Data Practices
Best Practices
Best Practices
Below, we present general data management and efficiency best practices, provide software specific data recommendations, and highlight strongly recommended reading.
General Data Management & Efficiency Best Practices
- For large projects, keep a README file in the top level directory with a project summary including who was involved, dates, and a listing of the directory structure and important files within that project folder. Avoid unnecessary creation of data sets - combine multiple data steps into a single step if possible.
- Keep files zipped or compressed if you aren't using them.
- Check for duplicate files when sharing a project folder with multiple users.
- Do not keep duplicate copies of raw data in different software formats.
- Avoid keeping unnecessary interim data sets.
- Store common sub-expressions in variables rather than re-computing them.
- Identify which portions of the program are using the most time. In Stata, "set rmsg on" causes the run time to be displayed after each command; in MATLAB, use the "tic" and "toc" functions to compute elapsed time.
Optimization & Maximum Likelihood (Any Language)
- Supply analytic derivatives and Hessian if possible.

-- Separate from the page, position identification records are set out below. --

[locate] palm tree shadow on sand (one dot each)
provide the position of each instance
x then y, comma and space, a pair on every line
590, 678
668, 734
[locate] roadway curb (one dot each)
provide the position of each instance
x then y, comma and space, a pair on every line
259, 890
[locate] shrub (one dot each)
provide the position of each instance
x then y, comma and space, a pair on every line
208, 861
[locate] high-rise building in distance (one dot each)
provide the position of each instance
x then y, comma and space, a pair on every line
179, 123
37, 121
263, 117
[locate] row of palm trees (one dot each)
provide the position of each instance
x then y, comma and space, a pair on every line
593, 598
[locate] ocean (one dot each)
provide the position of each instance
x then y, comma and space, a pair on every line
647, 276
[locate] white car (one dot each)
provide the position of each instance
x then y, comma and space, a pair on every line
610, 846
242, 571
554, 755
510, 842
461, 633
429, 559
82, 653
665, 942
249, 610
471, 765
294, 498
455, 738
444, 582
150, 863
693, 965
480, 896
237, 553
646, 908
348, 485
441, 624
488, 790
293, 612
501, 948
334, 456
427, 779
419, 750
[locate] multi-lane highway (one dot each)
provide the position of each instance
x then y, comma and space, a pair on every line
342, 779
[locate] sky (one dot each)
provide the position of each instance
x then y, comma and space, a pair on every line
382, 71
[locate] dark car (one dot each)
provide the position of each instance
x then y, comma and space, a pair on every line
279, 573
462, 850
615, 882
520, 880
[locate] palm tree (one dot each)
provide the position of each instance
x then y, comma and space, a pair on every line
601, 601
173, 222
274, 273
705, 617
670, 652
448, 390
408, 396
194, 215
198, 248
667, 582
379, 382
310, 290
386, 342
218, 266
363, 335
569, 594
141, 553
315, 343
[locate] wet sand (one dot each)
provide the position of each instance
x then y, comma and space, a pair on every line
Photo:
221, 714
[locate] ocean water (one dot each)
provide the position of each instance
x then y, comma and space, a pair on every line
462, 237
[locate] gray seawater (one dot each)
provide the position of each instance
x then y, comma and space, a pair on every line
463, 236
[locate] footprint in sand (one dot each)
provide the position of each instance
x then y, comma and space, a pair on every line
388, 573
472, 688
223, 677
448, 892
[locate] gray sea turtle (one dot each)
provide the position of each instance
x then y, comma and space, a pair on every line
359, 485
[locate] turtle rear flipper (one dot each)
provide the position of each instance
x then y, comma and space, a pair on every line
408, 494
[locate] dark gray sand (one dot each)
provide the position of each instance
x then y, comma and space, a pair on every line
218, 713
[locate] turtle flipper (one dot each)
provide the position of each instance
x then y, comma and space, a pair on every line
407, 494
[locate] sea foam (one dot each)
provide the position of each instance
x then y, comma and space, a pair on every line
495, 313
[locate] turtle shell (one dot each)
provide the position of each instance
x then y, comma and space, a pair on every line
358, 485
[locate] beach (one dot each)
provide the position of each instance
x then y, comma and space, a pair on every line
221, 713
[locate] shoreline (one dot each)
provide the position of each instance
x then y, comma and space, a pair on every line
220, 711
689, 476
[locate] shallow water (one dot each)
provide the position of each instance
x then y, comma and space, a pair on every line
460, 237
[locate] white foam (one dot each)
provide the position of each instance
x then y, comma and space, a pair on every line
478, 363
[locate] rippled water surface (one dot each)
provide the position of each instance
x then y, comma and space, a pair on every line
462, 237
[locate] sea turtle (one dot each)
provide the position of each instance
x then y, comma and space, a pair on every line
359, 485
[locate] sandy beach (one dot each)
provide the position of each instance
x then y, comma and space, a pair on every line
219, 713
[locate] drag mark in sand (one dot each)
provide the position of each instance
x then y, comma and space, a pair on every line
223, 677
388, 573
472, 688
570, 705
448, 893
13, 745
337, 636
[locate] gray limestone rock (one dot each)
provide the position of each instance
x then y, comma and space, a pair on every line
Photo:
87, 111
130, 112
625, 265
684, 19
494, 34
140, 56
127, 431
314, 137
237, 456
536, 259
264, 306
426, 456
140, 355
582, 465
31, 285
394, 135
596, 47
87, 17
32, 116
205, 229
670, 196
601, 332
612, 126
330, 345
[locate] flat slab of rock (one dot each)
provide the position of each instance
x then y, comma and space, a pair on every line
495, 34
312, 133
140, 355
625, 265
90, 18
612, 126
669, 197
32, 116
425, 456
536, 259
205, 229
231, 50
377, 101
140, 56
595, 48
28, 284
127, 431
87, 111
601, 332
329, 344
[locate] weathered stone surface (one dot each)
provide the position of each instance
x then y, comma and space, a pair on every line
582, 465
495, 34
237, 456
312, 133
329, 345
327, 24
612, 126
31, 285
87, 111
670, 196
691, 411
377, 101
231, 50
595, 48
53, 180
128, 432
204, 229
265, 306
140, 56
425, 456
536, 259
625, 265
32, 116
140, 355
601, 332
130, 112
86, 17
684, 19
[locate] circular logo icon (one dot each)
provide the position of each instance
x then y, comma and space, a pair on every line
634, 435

- Supply thoughtful starting values.
- If calculations don't depend on the parameters being estimated, move them outside the likelihood or objective functions calculations so they are only done once, and save results in global variables.
We encourage HBS researchers with large datasets to contact Research Computing Services (research@hbs.edu) for a one-on-one customized review of your data including techniques and tricks that can be used to enhance and expedite your research.
Software Specific Data Recommendations
SAS
- For large data sets, use a Length statement to reduce the size of variables.
- If you have long character strings, consider leaving them out or using a FORMAT to convert between strings and shorter codes.
- For PROC GLM, if you have categorical variables with large numbers of levels, use ABSORB statement when appropriate.
- In PROC MIXED, speed can depend on how the model is specified. For example, using RANDOM INTERCEPT/SUBJECT=xxx can be faster than RANDOM xxx.
- For large multilevel models in PROC MIXED, consider using specialized software such as MLWin or HLM instead.
- Determine whether you need all of your variables in the working dataset. Space and computing time may be saved by retaining long character strings or extraneous variables in a separate dataset. Non-essential variables can be merged back into the main datasets when needed.
Stata
- Use built-in commands rather than commands implemented in ado-files if a built-in command is available with the appropriate functionality.
- On the research grid, use stata-large or stata-xl only when you need more memory than the standard stata wrapper will provide you.
- If you are getting unneeded output (e.g. with "by" group processing), use "quietly".
- Avoid macro variable loops if possible - substitute vector-oriented data set processing.
MATLAB
- Use sparse matrices where applicable.
- Use the profiler to identify sections of code that are using the most execution time and optimize those.
- Use vector and matrix operations rather than loops.
Strongly Recommended Reading
The following references are must-reads to get going on best practices for working with research data as a part of the data management lifecycle. If pressed for time, read only the top five:
- Support Your Data: A Research Data Management Guide for Researchers (Borghi et al.)
- Our path to better science in less time using open data science tools (Lowndes et al.)
- Good enough practices in scientific computing (Wilson et al.)
- Data organization in spreadsheets (Broman & Woo)
- Code and Data for the Social Sciences: A Practitioner’s Guide (Gentzkow & Shapiro)
- Data Management for Researchers (Kristen Briney)
- FAIR Guiding Principles for scientific data management and stewardship (Wilkinson et al.)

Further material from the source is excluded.